次第に深くお互いの舌を絡め、長い甘いキスに息が苦しくてリヴァイの胸を叩くとチュッとリップ音たてて名残惜しそうに離れていく。
呼吸を整える私を見てリヴァイは手で顔を覆いながらも熱を含んだ瞳を流し目で私を貫く。
「んな、目で見るな。」
ポカンとしているとリヴァイは軽くキスをして「その顔も俺以外に見せるなよ」と釘をさす。

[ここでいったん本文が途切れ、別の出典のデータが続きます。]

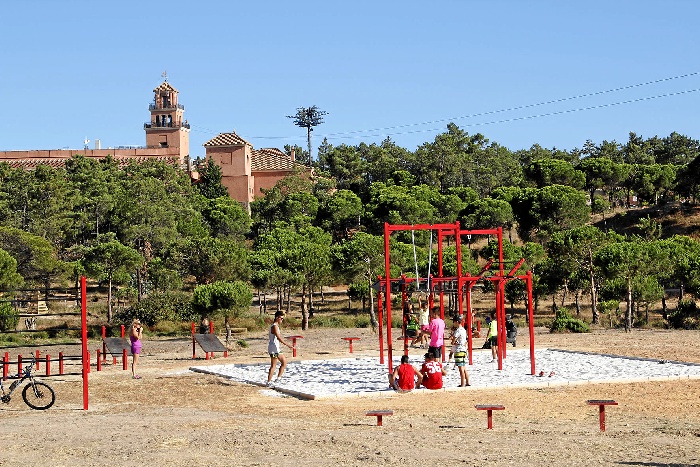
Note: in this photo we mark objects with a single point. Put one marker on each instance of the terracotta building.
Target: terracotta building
(245, 170)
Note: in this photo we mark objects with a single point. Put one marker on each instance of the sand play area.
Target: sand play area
(221, 414)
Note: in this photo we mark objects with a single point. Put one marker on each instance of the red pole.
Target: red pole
(387, 266)
(380, 312)
(470, 324)
(104, 345)
(5, 365)
(86, 354)
(530, 314)
(194, 343)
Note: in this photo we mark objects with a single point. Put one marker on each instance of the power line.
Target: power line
(529, 117)
(521, 107)
(354, 134)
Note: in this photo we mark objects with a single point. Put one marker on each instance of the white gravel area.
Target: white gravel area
(343, 377)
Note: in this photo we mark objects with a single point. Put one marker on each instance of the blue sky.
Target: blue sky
(73, 69)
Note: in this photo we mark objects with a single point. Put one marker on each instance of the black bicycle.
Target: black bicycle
(37, 394)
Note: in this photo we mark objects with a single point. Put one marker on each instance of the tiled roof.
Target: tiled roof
(226, 139)
(165, 86)
(32, 163)
(271, 159)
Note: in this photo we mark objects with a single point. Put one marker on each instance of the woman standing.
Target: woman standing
(273, 348)
(135, 335)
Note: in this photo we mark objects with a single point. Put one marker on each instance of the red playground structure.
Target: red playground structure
(463, 284)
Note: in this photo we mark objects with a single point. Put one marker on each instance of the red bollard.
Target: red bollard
(5, 365)
(104, 345)
(194, 344)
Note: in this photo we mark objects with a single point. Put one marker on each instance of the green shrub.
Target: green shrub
(171, 328)
(9, 317)
(222, 298)
(242, 343)
(160, 306)
(686, 317)
(563, 321)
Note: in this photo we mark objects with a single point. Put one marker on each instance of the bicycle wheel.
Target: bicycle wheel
(38, 395)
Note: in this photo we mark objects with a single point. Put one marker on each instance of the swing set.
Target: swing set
(438, 284)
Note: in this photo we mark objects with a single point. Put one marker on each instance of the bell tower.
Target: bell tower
(167, 128)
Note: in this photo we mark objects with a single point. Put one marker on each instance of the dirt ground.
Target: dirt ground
(175, 417)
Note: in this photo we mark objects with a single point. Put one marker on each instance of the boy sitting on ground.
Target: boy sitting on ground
(403, 379)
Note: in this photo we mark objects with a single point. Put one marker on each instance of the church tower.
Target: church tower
(167, 129)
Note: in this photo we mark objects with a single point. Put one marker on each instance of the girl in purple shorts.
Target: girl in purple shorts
(135, 334)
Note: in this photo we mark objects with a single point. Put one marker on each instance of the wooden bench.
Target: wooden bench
(350, 339)
(379, 414)
(489, 413)
(601, 409)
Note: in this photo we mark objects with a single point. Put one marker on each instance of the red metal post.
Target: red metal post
(104, 345)
(531, 320)
(380, 312)
(86, 354)
(387, 266)
(194, 344)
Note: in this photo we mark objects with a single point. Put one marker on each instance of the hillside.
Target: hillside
(676, 219)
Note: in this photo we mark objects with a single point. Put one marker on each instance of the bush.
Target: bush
(161, 306)
(686, 317)
(211, 299)
(563, 321)
(9, 317)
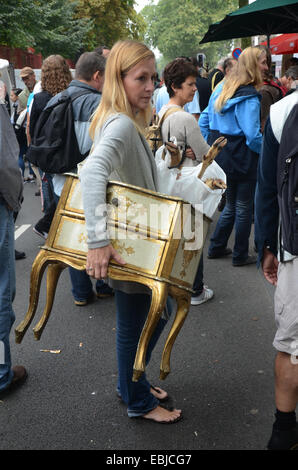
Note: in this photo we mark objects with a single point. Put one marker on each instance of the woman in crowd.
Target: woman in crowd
(234, 112)
(120, 151)
(180, 79)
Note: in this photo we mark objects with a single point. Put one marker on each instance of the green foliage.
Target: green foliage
(47, 25)
(68, 27)
(112, 20)
(176, 27)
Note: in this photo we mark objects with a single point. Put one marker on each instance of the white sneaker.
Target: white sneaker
(206, 295)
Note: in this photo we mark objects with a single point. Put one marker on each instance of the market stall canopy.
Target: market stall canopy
(262, 17)
(283, 44)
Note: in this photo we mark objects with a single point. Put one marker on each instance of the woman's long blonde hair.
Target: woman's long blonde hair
(123, 56)
(245, 72)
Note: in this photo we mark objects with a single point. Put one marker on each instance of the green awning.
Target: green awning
(262, 17)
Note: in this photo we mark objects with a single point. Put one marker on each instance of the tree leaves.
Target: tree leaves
(176, 27)
(49, 26)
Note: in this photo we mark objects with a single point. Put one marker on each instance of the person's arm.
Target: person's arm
(108, 154)
(204, 123)
(247, 113)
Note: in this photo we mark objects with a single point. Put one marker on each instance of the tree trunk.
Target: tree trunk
(245, 42)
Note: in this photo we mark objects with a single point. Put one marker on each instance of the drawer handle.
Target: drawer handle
(115, 202)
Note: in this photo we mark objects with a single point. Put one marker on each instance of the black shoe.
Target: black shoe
(249, 260)
(220, 253)
(19, 254)
(284, 440)
(19, 377)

大真面目に言うリヴァイが可笑しくて優しくて抱きつくと耳元に低いテノールが囁く。
「おい、俺の理性を揺らすな。」
「ごめんなさい」クスクス笑いながら背中を撫でると
「襲うぞ、煽んな」
リヴァイはプイッと険しい顔であさっての方向を見るけど、これは照れ隠しって知ってる。
「リヴァイ。ねえ、こっち向いて?」
「覚えてろよ、お前の心の準備とやらが決まったら無茶苦茶に抱いてやるからな。」
リヴァイは頬を撫でながらニヤリと口角を上げ宣言する。
私の不安も不満も受け止めるリヴァイの優しさが今はただ、ただ嬉しくて抱きついていた。
「私にリヴァイは、もったいないなあ」
思わず心の声が出てしまうと「そんなこと言うな。ティアナの方が俺にはもったいないくらいにいい女だ。」
額と額を合わせる私達は幸せが溢れて、どちらからともなくキスを交わした。